Social media is one of the primary means people have to communicate with each other. With the use of mobile devices, more messages are sent and statuses are posted than at any point in history. A great deal of this content is productive. It consists of individuals expressing themselves and pushing their ideas out to the masses. At the same time, there’s a great deal of misinformation being passed off as fact and hatred being spewed that’s so potent it would make your head spin.

Each social networking website has a system people can use to report content they find offensive. Many times, these systems work like a charm and offensive content is quickly stricken from the record. Other times, content is allowed to stand, even if someone makes a dedicated effort to report it on multiple occasions. The amount of content streaming from social media is so massive that it’s no wonder these websites have a hard time staying ahead of the worst of it.

Cyberbullying has led to an enormous amount of suicides in the LGBT community. People come out of the woodwork to post homophobic or transphobic content in droves. When Caitlyn Jenner introduced herself to the world, Twitter was crowded with so many terrible comments that it had a hard time updating to keep up with the new ones coming in. Nobody has publicly condemned these reprehensible comments and Twitter seems to not want to do anything about them either.

Freedom of speech is a right that nobody should mess with. We should all have the opportunity to say what we want when we want to say it. Twitter is a private organization that hosts a service that allows people to use it for free. If they were to clamp down on these horrendous comments, they would be well within their right to do so. Eliminating these comments from the social media landscape would not affect a large majority of what people post on a daily basis.

Certain websites have filters in place that block people from using particular words. In the event that someone decides to use them, they’re either prevented from doing so or the words are scrambled in a way where nobody can decipher them. Why can’t this kind of filter be put in place on social networking websites? Following the implementation of a filter, there would be some outrage, but it would almost certainly die down.

The people who would throw their arms up in disgust at the introduction of content filters on social networking websites would be the people for which the filters were intended. Their presence on these websites is a poison social media companies have no interest in curing. They would rather pretend that their community is doing a good job of doing their policing for them. A filter would pick up all the content that would have normally gone unreported or fallen through the cracks.

Cleansing social media of nonsense and hatred would do nothing to eliminate the attitudes that lead to this content being created in the first place. It would do a great deal to prevent them from being perpetuated through social media.
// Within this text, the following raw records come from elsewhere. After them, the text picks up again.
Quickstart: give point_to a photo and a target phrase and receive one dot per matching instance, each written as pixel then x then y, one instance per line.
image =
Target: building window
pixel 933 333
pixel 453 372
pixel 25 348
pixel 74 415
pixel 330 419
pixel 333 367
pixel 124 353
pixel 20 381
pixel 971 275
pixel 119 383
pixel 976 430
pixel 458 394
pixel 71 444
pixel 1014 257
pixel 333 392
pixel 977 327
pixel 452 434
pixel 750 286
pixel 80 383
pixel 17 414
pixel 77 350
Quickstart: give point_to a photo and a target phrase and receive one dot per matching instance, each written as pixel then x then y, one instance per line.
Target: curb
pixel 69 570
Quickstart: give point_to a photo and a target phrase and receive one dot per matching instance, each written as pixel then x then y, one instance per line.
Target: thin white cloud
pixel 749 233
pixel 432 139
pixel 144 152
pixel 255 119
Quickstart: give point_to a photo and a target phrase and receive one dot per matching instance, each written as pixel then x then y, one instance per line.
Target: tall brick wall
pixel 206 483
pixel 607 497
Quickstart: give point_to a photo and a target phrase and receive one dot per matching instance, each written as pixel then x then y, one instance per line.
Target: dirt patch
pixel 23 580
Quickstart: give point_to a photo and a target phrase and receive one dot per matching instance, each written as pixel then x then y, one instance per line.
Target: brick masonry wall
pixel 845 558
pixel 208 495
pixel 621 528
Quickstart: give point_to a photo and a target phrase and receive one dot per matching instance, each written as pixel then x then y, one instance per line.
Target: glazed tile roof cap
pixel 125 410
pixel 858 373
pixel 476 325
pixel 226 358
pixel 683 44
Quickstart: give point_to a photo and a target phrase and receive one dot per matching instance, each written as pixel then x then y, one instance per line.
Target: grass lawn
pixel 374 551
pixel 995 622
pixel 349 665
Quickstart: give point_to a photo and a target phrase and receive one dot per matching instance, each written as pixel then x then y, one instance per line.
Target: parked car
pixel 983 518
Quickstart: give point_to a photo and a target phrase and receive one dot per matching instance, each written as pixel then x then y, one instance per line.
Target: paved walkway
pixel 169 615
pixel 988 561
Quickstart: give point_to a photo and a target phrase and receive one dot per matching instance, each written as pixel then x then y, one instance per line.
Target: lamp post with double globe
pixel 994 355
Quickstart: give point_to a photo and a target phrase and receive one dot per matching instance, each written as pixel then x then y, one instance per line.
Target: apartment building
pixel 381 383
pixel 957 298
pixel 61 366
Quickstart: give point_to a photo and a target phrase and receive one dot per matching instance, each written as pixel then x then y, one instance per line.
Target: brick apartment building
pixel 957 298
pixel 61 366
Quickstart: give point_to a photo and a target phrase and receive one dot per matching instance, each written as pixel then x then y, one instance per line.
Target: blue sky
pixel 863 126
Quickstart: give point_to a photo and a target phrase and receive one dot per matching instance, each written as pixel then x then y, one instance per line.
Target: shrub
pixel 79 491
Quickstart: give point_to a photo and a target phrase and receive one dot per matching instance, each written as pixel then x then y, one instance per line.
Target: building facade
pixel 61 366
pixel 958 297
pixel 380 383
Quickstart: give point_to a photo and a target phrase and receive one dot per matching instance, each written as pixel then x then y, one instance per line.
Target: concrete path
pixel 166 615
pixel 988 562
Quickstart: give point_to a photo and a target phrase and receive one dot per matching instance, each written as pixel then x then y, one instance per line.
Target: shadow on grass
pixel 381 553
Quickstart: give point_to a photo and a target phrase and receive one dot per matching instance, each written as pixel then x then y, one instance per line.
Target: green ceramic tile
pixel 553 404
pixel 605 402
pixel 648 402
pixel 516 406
This change might seem inconsequential and unnecessary for some, but when the fact that social media content reverberates and has real life consequences, we have to look at this shift as a tremendously important development.

We cannot expect to change the minds of everyone. Some people might think that censoring anyone is splitting hairs and that there’s always going to be something that will offend someone. Perhaps they’re right. The idea of censorship is one that will have little support in most parts of the world.

The role that social media companies have in the public discourse is one that’s becoming bigger with each passing day. Defining this role is quite the undertaking. We must first determine what form we want this discourse to take. Once we have figured that out, we have to then decide what part each social media company should play. The social media companies themselves have to take it upon themselves to dissolve the undesirable parts of their service. They have to find a way to make their presence positive, no matter what it takes.